3.10 Support Vector Machines (SVM)
The advantage of using SVM is that although it is a linear model, we can use kernels to model linearly non-separable data. We will use the default radial basis function (RBF) kernel for SVM. An SVM with RBF takes two hyper parameters that we need to tune before estimating SVM. But it takes a long time to tune. Therefore, in this example I won’t actually tune it because I have already done it previously using e1071
package.
We will use e1071
and caret
separately to get SVM.
Use the following code to estimate SVM using e1071
package.
3.10.1 Hyperparameters tuning
For SVM with RBF, we need to tune gamma
and cost
hyperparameters. Whereas cost
is generic to SVM with any kernel function, gamma
is specific to RBF kernel, which is given as follows:
\[\small K(x_i, x_j) = e^{(-\gamma||x_i-x_j||^2)}\]
where \(\small x_i\) are the sample points and \(\small x_j\) are the support vectors. \(\small \gamma\) controls the extent to which support vectors exert influence on classification of any sample point.18
Higher values of gamma
will lead to higher in-sample error (high bias) and lower out-of-sample error (low variance).
cost
decides the penalty we want to set for not classifying sample points correctly.
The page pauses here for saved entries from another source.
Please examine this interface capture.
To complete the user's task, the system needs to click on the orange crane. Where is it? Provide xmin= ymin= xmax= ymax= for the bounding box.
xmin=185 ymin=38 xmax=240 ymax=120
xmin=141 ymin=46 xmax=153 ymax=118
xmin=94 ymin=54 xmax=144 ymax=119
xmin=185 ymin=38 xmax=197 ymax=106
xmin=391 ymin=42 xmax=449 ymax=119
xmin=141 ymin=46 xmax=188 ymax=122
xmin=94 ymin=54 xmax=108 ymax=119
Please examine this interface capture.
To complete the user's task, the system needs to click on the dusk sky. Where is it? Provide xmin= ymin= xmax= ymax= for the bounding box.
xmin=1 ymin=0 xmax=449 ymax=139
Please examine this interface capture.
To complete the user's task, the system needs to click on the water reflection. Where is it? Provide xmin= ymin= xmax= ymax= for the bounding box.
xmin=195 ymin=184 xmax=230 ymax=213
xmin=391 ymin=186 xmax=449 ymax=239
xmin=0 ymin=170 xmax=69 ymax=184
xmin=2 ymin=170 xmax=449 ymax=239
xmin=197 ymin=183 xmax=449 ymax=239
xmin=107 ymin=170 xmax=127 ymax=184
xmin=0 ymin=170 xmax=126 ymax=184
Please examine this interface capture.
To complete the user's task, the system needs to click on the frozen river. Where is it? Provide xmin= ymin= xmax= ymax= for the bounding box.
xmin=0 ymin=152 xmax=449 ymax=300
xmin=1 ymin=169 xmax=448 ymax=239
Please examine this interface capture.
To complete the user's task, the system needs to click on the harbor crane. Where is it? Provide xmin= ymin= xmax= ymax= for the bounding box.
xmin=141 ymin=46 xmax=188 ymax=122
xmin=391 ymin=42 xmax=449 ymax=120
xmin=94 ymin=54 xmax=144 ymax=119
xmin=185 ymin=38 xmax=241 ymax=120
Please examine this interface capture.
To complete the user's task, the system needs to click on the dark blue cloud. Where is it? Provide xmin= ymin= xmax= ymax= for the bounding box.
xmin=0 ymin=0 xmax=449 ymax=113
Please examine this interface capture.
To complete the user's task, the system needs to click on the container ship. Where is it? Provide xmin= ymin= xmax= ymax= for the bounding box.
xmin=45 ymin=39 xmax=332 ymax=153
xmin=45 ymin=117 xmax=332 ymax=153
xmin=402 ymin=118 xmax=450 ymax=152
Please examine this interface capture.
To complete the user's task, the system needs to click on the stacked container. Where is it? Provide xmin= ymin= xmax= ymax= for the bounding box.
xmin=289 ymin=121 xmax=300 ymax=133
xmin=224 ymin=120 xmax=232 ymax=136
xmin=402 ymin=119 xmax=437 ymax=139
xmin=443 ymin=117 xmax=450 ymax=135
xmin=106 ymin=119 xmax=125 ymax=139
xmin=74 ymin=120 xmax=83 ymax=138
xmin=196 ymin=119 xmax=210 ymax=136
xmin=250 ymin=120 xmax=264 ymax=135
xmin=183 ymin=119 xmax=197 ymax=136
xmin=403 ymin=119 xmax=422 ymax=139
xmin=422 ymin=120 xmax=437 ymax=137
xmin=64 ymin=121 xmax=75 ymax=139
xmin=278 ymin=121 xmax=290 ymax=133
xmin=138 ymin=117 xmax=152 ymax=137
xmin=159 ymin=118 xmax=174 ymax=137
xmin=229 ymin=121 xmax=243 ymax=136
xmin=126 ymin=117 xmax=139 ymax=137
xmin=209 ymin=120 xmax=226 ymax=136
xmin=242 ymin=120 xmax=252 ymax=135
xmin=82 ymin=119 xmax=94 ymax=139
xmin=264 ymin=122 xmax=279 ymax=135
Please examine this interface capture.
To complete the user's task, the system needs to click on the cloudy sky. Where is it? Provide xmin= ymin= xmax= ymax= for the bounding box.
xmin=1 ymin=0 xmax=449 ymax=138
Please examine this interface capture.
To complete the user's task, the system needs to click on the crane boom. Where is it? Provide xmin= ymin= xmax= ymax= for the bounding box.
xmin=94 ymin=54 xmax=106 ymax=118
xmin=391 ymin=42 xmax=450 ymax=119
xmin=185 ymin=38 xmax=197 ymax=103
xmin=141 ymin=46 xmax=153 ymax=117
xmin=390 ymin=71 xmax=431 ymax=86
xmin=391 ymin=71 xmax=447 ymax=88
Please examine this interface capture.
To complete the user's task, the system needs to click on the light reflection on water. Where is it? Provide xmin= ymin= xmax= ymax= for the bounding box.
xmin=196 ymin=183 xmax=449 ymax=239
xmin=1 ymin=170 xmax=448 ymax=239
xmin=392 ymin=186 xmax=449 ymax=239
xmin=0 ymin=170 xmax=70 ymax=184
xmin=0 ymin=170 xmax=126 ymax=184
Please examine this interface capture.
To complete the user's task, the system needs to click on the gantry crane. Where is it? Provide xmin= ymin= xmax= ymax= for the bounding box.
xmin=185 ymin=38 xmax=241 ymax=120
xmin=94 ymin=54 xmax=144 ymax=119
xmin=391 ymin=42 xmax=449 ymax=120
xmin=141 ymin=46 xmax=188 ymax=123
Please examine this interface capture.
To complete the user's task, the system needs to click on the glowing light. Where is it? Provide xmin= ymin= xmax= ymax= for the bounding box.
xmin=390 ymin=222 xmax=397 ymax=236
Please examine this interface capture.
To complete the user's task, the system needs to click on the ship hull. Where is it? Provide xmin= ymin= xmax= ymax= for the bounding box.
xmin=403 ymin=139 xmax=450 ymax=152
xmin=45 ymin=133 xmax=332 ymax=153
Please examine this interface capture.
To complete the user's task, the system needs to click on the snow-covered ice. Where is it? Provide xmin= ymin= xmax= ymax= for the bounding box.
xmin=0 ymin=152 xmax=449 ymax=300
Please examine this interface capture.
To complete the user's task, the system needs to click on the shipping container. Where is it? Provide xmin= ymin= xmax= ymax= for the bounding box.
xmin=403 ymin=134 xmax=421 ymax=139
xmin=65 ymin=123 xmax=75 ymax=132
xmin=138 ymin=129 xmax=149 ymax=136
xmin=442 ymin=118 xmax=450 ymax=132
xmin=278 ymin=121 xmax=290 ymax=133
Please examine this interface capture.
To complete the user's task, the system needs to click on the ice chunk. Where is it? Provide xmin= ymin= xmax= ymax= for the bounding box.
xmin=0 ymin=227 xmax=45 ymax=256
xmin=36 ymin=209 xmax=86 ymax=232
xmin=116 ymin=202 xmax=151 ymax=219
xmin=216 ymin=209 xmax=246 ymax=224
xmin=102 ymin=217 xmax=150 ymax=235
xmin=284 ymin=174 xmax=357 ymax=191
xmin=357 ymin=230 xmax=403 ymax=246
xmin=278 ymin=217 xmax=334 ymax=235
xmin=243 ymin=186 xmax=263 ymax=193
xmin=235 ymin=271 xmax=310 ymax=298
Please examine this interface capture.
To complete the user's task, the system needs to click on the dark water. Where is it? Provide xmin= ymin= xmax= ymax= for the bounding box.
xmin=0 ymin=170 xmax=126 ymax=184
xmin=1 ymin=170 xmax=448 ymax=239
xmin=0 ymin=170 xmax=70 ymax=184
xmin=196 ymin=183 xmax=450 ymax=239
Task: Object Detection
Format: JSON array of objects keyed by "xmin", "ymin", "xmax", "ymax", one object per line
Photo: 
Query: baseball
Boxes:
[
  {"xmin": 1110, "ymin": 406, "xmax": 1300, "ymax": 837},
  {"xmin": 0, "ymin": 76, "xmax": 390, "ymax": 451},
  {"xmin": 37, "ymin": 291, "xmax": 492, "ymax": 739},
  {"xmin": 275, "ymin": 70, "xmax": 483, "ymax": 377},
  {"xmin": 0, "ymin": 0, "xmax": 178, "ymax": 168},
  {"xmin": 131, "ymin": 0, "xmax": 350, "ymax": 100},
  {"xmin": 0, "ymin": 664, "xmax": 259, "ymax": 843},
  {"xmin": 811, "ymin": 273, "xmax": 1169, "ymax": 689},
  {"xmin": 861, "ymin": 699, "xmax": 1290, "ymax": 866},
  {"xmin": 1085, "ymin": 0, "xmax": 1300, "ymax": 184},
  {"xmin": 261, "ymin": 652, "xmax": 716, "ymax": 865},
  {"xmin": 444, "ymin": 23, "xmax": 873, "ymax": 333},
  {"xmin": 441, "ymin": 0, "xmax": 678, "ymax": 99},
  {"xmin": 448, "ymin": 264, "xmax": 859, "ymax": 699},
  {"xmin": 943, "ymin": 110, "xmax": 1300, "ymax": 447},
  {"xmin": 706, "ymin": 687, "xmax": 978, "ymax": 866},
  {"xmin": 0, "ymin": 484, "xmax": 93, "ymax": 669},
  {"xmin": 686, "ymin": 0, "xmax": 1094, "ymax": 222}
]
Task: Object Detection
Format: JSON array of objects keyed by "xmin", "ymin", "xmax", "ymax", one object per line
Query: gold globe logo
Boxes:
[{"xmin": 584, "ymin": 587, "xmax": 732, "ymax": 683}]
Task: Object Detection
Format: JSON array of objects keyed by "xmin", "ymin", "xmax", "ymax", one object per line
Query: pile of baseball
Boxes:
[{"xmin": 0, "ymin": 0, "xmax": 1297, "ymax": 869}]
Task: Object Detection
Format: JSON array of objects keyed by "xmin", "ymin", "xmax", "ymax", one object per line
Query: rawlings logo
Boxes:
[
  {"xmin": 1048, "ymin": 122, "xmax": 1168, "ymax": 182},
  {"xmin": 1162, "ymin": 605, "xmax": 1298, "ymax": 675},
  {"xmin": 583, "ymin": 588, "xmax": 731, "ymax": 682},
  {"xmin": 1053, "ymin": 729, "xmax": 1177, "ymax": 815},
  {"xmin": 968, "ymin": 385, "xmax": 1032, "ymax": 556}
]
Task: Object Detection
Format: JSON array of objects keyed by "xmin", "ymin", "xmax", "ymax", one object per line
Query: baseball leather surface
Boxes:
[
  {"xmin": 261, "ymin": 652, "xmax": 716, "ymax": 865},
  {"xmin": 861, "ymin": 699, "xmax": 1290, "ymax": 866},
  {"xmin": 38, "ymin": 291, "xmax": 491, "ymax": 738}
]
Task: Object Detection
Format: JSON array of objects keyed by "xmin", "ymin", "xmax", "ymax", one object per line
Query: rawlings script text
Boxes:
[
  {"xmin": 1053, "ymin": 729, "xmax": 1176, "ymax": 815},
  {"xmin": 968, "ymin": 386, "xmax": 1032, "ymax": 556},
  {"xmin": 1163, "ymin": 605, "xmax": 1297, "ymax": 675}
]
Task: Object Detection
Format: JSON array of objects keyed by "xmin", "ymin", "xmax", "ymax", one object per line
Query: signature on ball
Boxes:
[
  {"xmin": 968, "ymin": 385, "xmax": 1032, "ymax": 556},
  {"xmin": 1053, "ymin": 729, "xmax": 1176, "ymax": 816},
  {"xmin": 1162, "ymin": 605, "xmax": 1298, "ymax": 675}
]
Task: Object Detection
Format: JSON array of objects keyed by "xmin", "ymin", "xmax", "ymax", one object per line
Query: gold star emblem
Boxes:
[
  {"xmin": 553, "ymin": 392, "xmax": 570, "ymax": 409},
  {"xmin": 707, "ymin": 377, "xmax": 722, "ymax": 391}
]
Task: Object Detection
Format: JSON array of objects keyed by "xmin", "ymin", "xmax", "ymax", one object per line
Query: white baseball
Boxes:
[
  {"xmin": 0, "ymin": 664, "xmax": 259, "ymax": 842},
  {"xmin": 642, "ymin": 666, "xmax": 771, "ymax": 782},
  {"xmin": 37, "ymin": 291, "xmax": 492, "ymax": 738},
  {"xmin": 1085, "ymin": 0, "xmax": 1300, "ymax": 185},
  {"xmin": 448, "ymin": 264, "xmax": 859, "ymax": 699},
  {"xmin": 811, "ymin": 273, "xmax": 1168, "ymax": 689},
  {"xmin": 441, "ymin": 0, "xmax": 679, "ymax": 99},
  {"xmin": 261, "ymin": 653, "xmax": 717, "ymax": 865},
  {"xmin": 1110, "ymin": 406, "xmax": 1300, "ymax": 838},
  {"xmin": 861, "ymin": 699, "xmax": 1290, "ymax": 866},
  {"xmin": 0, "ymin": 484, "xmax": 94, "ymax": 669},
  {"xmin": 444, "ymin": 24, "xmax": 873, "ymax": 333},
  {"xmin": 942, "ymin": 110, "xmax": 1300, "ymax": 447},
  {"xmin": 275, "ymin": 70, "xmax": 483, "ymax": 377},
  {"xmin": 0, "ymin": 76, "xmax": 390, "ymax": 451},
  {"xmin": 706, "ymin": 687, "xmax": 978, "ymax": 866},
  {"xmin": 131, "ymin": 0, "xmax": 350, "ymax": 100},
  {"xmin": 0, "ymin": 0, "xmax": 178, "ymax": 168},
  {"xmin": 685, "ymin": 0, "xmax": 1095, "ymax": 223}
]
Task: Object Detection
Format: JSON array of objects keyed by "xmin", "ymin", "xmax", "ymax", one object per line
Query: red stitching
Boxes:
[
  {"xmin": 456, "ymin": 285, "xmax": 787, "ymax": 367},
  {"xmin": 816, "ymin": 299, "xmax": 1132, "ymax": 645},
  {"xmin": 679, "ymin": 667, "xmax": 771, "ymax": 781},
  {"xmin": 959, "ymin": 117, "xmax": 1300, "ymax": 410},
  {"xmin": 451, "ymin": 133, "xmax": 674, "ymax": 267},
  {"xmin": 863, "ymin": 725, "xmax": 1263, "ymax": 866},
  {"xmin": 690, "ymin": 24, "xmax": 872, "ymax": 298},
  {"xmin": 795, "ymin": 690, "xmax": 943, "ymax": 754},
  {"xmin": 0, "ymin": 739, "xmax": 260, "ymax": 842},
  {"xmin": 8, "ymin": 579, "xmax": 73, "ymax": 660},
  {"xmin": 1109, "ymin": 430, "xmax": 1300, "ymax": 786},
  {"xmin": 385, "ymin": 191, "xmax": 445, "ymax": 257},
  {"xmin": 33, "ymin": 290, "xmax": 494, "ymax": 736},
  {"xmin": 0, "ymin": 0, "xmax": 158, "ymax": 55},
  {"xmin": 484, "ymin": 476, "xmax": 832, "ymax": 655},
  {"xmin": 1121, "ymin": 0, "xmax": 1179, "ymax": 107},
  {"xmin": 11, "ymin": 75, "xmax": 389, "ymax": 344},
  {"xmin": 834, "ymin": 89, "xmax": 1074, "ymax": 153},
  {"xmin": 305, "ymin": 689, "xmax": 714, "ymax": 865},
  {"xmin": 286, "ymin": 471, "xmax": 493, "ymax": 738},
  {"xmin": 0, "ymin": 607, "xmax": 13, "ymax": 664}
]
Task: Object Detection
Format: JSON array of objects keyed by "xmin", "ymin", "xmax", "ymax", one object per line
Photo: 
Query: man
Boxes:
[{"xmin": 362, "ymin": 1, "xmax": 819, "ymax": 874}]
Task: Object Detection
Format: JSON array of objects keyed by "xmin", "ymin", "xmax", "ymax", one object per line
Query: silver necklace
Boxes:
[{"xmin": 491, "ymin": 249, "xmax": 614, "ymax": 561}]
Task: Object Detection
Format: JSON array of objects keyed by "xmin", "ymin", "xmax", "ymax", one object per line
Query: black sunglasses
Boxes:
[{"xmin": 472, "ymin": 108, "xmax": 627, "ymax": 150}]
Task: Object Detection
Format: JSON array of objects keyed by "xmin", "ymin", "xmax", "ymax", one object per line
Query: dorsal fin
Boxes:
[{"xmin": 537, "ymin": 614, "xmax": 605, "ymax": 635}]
Therefore, lower cost will lead to more accommodating behavior leading to higher in-sample error (high bias) and lower out-of-sample error (low variance).
# Use multiple cores on your computer
# Change the number of cores depending on your processer
doParallel::registerDoParallel(cores = 4)
set.seed(1234)
svm.tune <- tune.svm(quality.c ~ .,
data = train_wine[, -c(12,15)],
gamma = c(0.05, 0.1, 0.5, 1, 2),
cost = 10^(0:3))
Print the best gamma
and cost
svm.tune$best.parameters
## gamma cost
## 19 1 1000
We find that gamma = 1
and cost = 1000
give us the best accuracy. You can also print the table for the performance of the entire grid by running the following code. This is not executed for this example.
svm.tune$performances
3.10.2 Model estimation
Using the best hyperparameters we can estimate the model. In the next code block I will use the hyperparameters from the first pass. Note that the summary()
function for svm()
doesn’t provide any model parameters.
model.svm.c <- e1071::svm(quality.c ~ .,
data = train_wine[, -c(12, 15)],
kernel = "radial",
gamma = 1,
cost = 1000)
Print the model summary. Note that the summary()
function for svm()
doesn’t provide any model parameters.
summary(model.svm.c)
##
## Call:
## svm(formula = quality.c ~ ., data = train_wine[, -c(12, 15)],
## kernel = "radial", gamma = 1, cost = 1000)
##
##
## Parameters:
## SVM-Type: C-classification
## SVM-Kernel: radial
## cost: 1000
##
## Number of Support Vectors: 4389
##
## ( 1393 1899 751 346 )
##
##
## Number of Classes: 4
##
## Levels:
## q_5 q_6 q_7 q_3489
We have 4,389 support vectors. This suggests that the model is memorizing rather than learning as the training data set has only 5,200 observations. This could be because of many factors but th emost critical factor is that the predictor variables do not have much information to predict the wine quality.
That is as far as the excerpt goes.